I started out reviewing some of the data files. When studying the data, I found that the files included some lines of hits that seemed to not contain any actual hits (number of hits = 0) and some lines where there were many more lines with the same event ID than the number of hits in that event ID. The number of hits was mainly less than 10 in these lines, so I decided to ignore all lines with number of hits less than 10 in my scripts.

The first code that was written is a simple script (Hitmap.C) that reads a data file and plots all of the x- and y-values (unless number of hits less than 10) from the file into a 2D histogram, a hitmap. I also made modified versions of this script where I only looked at hits in a single event ID. The objective was to see how many particle tracks there were in a single event, and to get an idea of how I could separate the tracks.

The next script (Clustering.C), is made to separate the tracks in a single event ID. In order to visualize the data, it makes a hitmap with the hits in the given event. To separate the tracks, all of the y-values in the ID are put into a 1D histogram. After the histogram is made, the values for each y-position are put into a vector. The code then runs through all of the values in the vector and checks the difference between a value and the next value in the vector. If there is a drop in value, then the y-position of this value is stored in a new vector. To avoid getting several values for one cluster, the code goes through the values in this vector and checks if the y-positions are far apart. While the y-positions are close, the positions get added together and a counter keeps track of how many values have been added together. When there is a big jump in y-position, the sum is divided by the counter, and this number is stored in a vector. The sum and counter are then set to 0. This results in a vector that hopefully contains only values close to the center y-value of each track. To be able to see if the resulting vector matches the data, the values in the vector are given as output.

The final script (TrackShape.C) implements Clustering.C for every event ID in the data file. After finding the y-positions of the track centers it runs through all of the x- and y-values in the event ID for each of the track centers. If the y-values are within a radius of 20 pixels from the center it fills the y-value and the corresponding x-value into a temporary vector. These values are then filled into the "Track Shape" histogram. It starts filling at x=0, and adds 1 to x when there is a new x-value in the x-vector. The number of y-values with the same x-value are put in the y-direction, centered at 0. This gives an idea of how the tracks cange in width/cluster size along the length of the track.

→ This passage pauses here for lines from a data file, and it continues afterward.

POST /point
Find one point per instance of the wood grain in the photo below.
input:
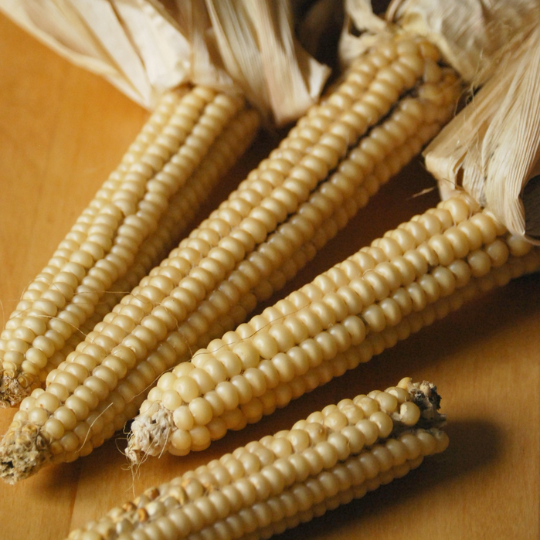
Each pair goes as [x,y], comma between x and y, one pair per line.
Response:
[63,130]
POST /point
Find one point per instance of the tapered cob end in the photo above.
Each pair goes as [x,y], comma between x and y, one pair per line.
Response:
[333,456]
[23,452]
[154,432]
[424,395]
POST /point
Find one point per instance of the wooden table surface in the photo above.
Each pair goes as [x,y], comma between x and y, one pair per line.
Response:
[62,130]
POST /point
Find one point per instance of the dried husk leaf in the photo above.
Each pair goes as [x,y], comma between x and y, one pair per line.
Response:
[362,30]
[491,149]
[263,57]
[132,43]
[144,49]
[471,34]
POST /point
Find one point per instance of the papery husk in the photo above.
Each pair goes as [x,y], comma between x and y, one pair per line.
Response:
[492,147]
[263,57]
[362,30]
[472,35]
[144,49]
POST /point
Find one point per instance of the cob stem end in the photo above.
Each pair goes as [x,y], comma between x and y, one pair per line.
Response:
[153,431]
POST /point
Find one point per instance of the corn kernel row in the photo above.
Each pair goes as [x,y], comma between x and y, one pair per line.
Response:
[289,349]
[142,338]
[325,460]
[117,232]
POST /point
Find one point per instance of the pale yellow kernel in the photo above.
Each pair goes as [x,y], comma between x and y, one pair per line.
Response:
[48,401]
[266,345]
[375,318]
[370,464]
[399,393]
[229,395]
[181,439]
[38,416]
[200,437]
[369,430]
[473,233]
[383,422]
[187,388]
[336,420]
[427,442]
[183,419]
[66,416]
[245,392]
[387,402]
[479,262]
[498,252]
[54,428]
[247,353]
[201,411]
[171,399]
[78,406]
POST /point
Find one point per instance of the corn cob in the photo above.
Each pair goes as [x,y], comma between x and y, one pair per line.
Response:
[159,323]
[182,208]
[125,229]
[291,347]
[331,457]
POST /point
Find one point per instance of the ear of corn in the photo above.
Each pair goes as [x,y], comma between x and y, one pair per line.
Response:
[377,296]
[326,460]
[211,273]
[125,231]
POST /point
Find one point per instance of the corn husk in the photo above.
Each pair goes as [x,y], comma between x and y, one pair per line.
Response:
[144,49]
[492,148]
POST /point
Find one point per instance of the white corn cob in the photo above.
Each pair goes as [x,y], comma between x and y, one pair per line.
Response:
[102,383]
[291,348]
[326,460]
[125,231]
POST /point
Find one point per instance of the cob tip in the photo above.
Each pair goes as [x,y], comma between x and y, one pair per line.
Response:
[152,430]
[23,452]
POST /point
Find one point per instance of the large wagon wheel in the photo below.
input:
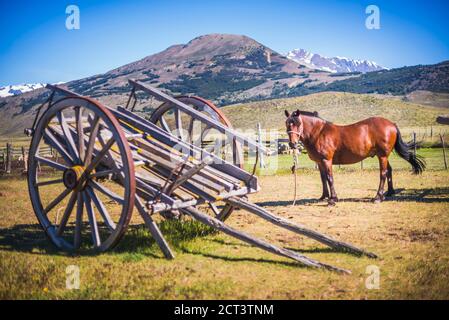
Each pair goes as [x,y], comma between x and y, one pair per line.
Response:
[90,167]
[186,128]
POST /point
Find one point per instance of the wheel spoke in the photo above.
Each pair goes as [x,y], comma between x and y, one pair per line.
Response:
[92,221]
[49,182]
[100,156]
[164,124]
[179,124]
[95,125]
[67,212]
[51,163]
[53,141]
[57,200]
[214,208]
[79,129]
[101,209]
[106,192]
[103,173]
[68,136]
[79,220]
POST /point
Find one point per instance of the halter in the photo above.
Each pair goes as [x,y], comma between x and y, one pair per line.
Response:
[298,133]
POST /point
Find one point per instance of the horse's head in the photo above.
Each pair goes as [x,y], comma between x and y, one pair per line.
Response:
[294,127]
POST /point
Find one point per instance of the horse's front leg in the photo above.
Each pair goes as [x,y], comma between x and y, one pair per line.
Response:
[325,193]
[390,191]
[383,166]
[330,180]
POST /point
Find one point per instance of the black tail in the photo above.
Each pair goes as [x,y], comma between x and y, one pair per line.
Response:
[405,151]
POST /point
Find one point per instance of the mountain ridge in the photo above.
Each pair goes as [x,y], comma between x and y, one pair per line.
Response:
[226,69]
[335,64]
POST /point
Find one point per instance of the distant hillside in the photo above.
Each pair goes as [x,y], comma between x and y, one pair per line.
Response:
[398,81]
[220,67]
[334,64]
[338,107]
[436,99]
[225,69]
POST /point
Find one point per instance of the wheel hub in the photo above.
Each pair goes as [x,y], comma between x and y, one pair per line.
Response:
[72,176]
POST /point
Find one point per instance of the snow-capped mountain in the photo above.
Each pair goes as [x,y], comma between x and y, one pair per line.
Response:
[13,90]
[334,65]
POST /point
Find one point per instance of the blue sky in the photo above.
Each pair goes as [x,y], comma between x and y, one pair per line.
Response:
[35,45]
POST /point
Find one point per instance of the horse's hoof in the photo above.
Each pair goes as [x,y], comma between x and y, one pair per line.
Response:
[377,200]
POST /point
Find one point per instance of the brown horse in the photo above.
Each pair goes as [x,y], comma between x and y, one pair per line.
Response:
[327,144]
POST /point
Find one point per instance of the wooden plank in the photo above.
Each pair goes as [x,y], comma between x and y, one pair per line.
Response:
[129,119]
[196,114]
[217,224]
[339,245]
[154,230]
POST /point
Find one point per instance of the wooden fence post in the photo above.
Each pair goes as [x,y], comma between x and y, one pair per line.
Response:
[25,160]
[444,151]
[414,142]
[259,140]
[8,157]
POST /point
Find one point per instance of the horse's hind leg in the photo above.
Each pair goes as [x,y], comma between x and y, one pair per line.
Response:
[330,180]
[383,166]
[324,182]
[390,191]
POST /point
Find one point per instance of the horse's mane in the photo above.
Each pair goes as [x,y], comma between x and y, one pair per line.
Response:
[308,113]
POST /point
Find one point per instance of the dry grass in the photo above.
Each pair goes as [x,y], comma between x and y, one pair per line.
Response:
[338,107]
[410,233]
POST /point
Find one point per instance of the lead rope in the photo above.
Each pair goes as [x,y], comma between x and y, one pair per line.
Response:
[294,169]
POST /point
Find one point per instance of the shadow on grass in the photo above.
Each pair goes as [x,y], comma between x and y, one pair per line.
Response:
[30,238]
[242,259]
[136,244]
[426,195]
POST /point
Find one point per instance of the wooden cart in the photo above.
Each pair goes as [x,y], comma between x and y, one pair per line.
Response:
[111,160]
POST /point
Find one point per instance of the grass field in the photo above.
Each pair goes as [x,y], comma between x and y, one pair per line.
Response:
[281,164]
[337,107]
[410,232]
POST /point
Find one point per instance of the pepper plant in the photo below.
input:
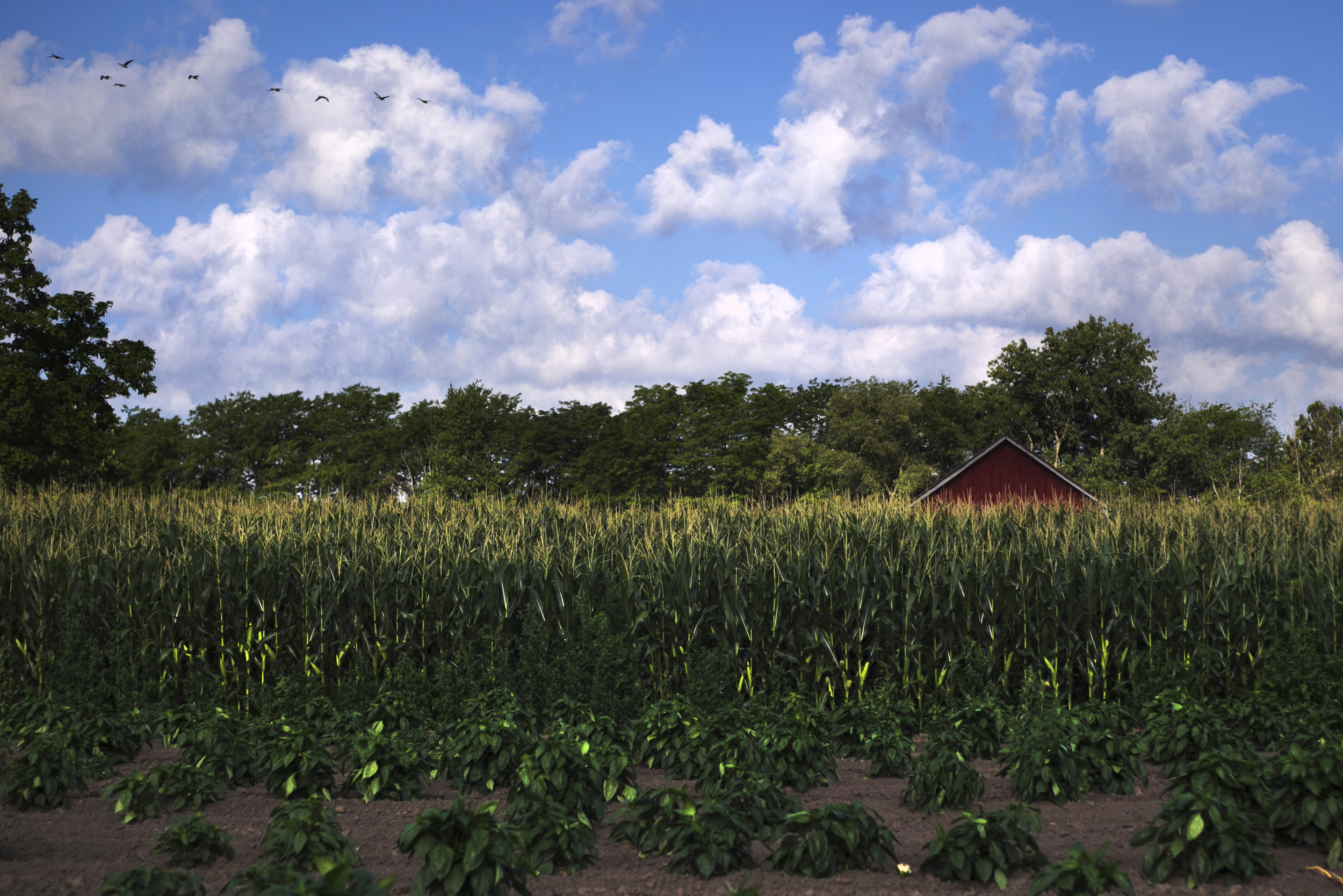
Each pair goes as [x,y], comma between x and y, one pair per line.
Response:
[192,841]
[465,851]
[296,763]
[302,832]
[44,773]
[1307,803]
[942,779]
[820,843]
[986,847]
[1081,875]
[1200,833]
[386,766]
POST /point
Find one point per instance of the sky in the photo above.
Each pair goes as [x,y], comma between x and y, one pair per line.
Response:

You can find the .tar file with all of the scripts and data files here: Project_xij007.tar.gz The induvidual scripts are linked below:

An example of the output from Hitmap.C is shown in Fig.1.

Fig.1: Output from Hitmap.C when run for the file "singEvt_141218_23483_EVENTS".

An example of the output from Clustering.C is shown in Fig.2. The outputs for cluster centers are 258,348,424,534,629,781,798 and 982, it looks like these values fit quite well with the data.

Fig.2: Clustering.C run for event ID 18382 in file "singEvt_141218_23483_EVENTS". Gives out cluster-centers: 258,348,424,534,629,781,798 and 982.

An example of the output from TrackShape.C is shown in Fig.3. By looking at the number of entrys in the two histograms it seems that a lot of data is "lost" in the clustering process. From the "Track Shape" histogram one can see the majority of the tracks are shorter than 150 pixels. It also looks like most of the tracks stay narrower than 10 pixels and get narrower at the end of the track.

Fig.3: Output of TrackShape.C run for "singEvt_151218_0222_EVENTS".


The final script does approximately what I intended. The biggest weakness is probably the clustering/separating of tracks. Some of the problems with clustering are that the tracks might overlap and sometimes it is hard to tell a track from random noise. My method for finding track centers seems to work ok, but it is far from perfect. Another issue is that it looks like the particles entered the chip from x=512 and moved twoards x=0, my script on the other hand reads from x=0 and up.